SHANGHAI, Apr. 21 (SMM) – In Shanghai spot tin market, mainstream traded prices rebounded to RMB 110,800-112,000/mt on Monday. LME and SHFE tin stopped falling, and domestic supply fell, allowing prices to rally. Downstream producers and traders entered the market now that prices have stopped falling.
SMM surveyed market players in domestic tin industry.
Half of them expect tin prices to hold stable this week: mixed macro front will keep LME tin in check. Tin smelters in Yunnan and Jiangxi are holding back goods at lows prices against raw material shortages. This will allow spot prices to stabilize between 110,500-114,000/mt. SHFE 1507 tin contract should move between RMB 111,000-113,000/mt.
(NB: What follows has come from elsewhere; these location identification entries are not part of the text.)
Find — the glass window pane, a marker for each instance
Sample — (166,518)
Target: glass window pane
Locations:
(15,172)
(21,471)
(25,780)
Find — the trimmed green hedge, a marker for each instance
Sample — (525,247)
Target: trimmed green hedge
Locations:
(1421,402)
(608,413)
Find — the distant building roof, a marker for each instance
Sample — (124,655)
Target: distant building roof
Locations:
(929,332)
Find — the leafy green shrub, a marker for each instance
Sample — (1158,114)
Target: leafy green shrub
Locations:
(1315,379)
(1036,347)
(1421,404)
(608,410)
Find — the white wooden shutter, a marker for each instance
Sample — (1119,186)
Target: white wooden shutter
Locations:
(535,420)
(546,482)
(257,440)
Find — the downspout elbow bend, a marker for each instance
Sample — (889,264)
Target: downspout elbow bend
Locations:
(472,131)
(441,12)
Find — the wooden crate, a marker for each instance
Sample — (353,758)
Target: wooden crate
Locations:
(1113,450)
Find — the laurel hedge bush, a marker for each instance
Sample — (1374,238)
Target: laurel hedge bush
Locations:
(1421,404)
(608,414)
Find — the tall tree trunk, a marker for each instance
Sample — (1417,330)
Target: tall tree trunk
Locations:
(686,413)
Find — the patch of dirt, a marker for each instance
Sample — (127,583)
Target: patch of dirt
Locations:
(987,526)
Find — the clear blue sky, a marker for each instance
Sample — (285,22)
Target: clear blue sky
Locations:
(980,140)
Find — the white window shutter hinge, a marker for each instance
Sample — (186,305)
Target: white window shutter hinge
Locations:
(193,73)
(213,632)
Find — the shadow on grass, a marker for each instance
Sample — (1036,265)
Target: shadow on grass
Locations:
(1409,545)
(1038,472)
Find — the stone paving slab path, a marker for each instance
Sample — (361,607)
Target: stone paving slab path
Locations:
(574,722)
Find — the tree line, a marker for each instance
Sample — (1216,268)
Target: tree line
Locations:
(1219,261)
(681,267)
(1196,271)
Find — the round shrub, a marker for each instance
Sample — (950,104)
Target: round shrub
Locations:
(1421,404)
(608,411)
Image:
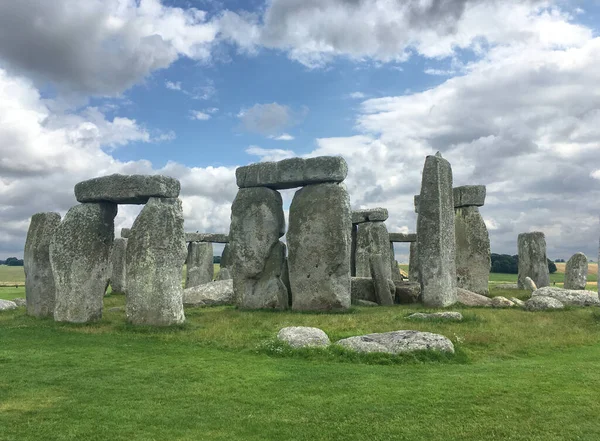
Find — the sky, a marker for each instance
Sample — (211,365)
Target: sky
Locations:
(508,91)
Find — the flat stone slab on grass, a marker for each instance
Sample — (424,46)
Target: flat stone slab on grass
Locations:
(294,172)
(398,342)
(369,215)
(303,336)
(450,315)
(127,189)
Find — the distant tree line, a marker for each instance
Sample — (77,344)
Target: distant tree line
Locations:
(507,264)
(12,261)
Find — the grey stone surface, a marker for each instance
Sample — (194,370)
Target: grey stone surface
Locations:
(532,259)
(469,196)
(450,315)
(319,248)
(118,266)
(382,289)
(303,336)
(256,254)
(207,237)
(469,298)
(7,305)
(200,267)
(369,215)
(39,281)
(473,258)
(568,296)
(408,292)
(436,238)
(403,237)
(81,267)
(294,172)
(397,342)
(372,238)
(576,272)
(541,303)
(210,294)
(127,189)
(156,252)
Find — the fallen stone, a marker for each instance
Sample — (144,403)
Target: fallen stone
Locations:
(457,316)
(210,294)
(207,237)
(469,298)
(40,290)
(293,172)
(397,342)
(576,272)
(127,189)
(469,196)
(568,296)
(79,254)
(369,215)
(532,259)
(436,239)
(303,337)
(541,303)
(319,238)
(156,253)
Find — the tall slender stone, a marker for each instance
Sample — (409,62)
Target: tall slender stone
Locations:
(532,259)
(79,253)
(436,239)
(39,281)
(257,255)
(200,266)
(319,239)
(156,253)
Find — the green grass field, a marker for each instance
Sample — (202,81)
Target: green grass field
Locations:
(222,376)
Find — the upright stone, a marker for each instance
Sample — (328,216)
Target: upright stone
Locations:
(319,238)
(39,281)
(257,255)
(79,254)
(576,272)
(200,266)
(436,238)
(532,259)
(473,258)
(156,253)
(118,277)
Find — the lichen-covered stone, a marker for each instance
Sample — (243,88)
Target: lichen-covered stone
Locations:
(436,238)
(156,253)
(319,248)
(473,258)
(293,172)
(257,255)
(576,272)
(532,259)
(200,267)
(79,254)
(39,281)
(127,189)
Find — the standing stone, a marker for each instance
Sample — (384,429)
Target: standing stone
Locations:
(39,281)
(200,267)
(473,258)
(576,272)
(436,238)
(372,238)
(532,259)
(79,254)
(156,252)
(319,248)
(118,278)
(257,255)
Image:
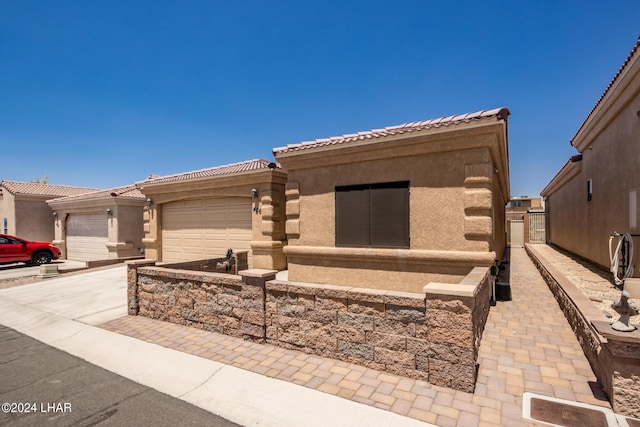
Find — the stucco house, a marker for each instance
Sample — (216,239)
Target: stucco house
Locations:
(200,214)
(24,211)
(525,221)
(596,191)
(100,225)
(398,207)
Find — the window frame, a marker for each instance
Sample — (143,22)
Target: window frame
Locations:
(371,201)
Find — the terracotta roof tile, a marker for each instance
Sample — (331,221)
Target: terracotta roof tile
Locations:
(636,49)
(35,188)
(500,113)
(235,168)
(127,191)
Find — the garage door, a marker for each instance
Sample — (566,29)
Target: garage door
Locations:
(206,228)
(87,237)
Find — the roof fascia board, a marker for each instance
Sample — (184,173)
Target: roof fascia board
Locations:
(568,171)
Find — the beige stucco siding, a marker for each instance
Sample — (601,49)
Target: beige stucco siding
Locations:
(611,162)
(458,184)
(436,192)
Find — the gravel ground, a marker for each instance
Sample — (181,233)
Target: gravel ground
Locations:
(594,282)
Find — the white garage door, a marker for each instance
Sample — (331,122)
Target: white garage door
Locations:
(206,228)
(87,237)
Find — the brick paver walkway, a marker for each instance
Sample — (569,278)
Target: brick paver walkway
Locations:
(527,346)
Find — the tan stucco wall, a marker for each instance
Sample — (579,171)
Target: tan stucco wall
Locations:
(268,238)
(610,157)
(457,201)
(28,217)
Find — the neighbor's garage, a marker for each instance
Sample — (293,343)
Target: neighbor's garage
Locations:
(87,237)
(205,228)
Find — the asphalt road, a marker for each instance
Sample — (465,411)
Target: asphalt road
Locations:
(43,386)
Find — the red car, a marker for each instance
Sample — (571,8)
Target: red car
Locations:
(14,249)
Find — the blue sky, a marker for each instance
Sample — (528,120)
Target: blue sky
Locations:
(104,93)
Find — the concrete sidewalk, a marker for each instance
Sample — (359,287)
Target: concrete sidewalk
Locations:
(63,312)
(527,346)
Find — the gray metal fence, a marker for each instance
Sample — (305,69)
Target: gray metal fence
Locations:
(536,227)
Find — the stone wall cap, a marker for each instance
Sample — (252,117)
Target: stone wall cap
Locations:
(257,272)
(450,289)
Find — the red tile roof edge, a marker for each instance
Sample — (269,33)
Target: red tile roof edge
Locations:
(615,78)
(230,169)
(500,113)
(127,191)
(40,189)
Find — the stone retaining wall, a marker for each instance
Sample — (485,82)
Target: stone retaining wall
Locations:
(613,356)
(433,336)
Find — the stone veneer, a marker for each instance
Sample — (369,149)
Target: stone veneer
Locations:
(433,336)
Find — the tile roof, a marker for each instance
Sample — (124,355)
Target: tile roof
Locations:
(127,191)
(499,113)
(232,169)
(39,189)
(635,50)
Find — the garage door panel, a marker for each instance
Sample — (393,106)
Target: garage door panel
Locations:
(197,229)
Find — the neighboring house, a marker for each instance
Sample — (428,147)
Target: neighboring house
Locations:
(525,221)
(200,214)
(24,211)
(596,192)
(399,207)
(103,224)
(518,206)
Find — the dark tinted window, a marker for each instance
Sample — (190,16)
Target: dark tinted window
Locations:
(373,215)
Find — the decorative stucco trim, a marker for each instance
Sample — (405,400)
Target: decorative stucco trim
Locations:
(571,168)
(391,132)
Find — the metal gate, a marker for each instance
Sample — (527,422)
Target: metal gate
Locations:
(536,227)
(516,233)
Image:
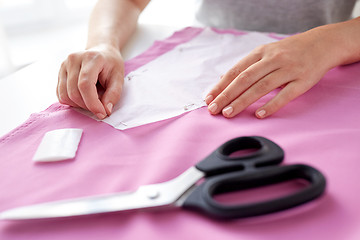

Another 30% are bearish: LME tin will test support at USD 13,600/mt as bears prevail. SHFE 1507 tin contract will be vulnerable at RMB 110,000/mt. Poor demand will send prices in domestic spot market down to RMB 108,000/mt.
The remaining 20% are bullish: technically, LME tin is poised to challenge USD 15,500/mt. SHFE 1507 tin contract is expected to climb to RMB 112,000-115,000/mt. Small tin mines in Myanmar are cutting output against falling prices, and more mines are likely to follow suit should prices continue falling. This will affect raw material supply for tin smelters in China. In this context, market players are expecting that prices in domestic spot market will rise to RMB 111,000-115,000/mt.